BankUnited Financial Corp. said Friday it is laying off 12 percent of its work force because of the sputtering economy.
The Coral Gables, Fla.-based parent of BankUnited FSB also said it reached an agreement with its regulator, the Office of Thrift Supervision, on moves to boost its capital base.
It also said it will defer interest payments on $237 million of subordinated debt, which is allowable under the terms of the loan for up to 20 consecutive quarters, provided there is no default.
The bank plans to lay off about 160 people, mostly from its residential lending support and operations. The move is expected to save $11 million annually.
Mortgage activity has declined sharply, especially in Florida, California and the Southwest.
"Unfortunately in this unprecedented economic environment, it has become a necessary step" to reduce staff, the company said in a statement.

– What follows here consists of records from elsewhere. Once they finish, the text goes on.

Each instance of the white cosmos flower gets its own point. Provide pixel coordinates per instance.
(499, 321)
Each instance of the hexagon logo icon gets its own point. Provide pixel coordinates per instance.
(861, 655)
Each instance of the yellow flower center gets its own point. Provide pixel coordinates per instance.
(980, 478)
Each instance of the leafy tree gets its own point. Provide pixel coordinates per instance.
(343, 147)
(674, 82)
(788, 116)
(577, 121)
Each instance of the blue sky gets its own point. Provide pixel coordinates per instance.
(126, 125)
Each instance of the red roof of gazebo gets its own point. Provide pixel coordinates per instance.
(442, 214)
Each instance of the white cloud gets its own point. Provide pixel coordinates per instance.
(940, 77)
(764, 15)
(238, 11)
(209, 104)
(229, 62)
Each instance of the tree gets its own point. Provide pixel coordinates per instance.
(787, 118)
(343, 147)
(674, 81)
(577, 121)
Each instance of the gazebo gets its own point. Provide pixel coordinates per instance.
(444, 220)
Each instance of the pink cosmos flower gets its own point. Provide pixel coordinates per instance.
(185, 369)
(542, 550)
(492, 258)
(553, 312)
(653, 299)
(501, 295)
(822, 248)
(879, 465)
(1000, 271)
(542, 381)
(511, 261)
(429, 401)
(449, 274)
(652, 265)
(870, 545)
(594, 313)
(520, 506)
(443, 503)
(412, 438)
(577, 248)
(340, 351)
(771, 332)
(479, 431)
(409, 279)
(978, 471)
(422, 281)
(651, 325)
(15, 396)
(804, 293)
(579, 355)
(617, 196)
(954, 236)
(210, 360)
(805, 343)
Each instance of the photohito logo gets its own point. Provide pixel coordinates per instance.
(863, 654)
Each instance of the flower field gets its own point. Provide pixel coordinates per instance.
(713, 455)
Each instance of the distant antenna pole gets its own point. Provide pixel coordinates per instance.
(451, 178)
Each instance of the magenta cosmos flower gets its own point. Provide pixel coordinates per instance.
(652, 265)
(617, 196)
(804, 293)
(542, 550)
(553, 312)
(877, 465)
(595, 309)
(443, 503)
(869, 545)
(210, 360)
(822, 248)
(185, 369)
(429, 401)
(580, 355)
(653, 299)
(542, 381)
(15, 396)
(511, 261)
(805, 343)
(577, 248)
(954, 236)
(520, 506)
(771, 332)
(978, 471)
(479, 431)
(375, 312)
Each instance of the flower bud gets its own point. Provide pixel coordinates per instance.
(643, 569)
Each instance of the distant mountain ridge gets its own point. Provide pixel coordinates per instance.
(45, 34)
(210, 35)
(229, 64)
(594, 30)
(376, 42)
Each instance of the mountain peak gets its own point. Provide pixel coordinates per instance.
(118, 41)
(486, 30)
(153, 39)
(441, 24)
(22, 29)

The agreement with regulators will, among other things, prevent the company from issuing any loans, including option adjustable rate mortgages, that may result in negative amortization. The company also may not originate any loans with reduced documentation or no documentation.
It was the proliferation of these types of subprime loans that helped cause the housing bubble, and they area the ones on which homeowners are defaulting at near record levels.
BankUnited shares rose 10 cents to 95 cents Thursday. The stock has been as high as $19.69 in the past year.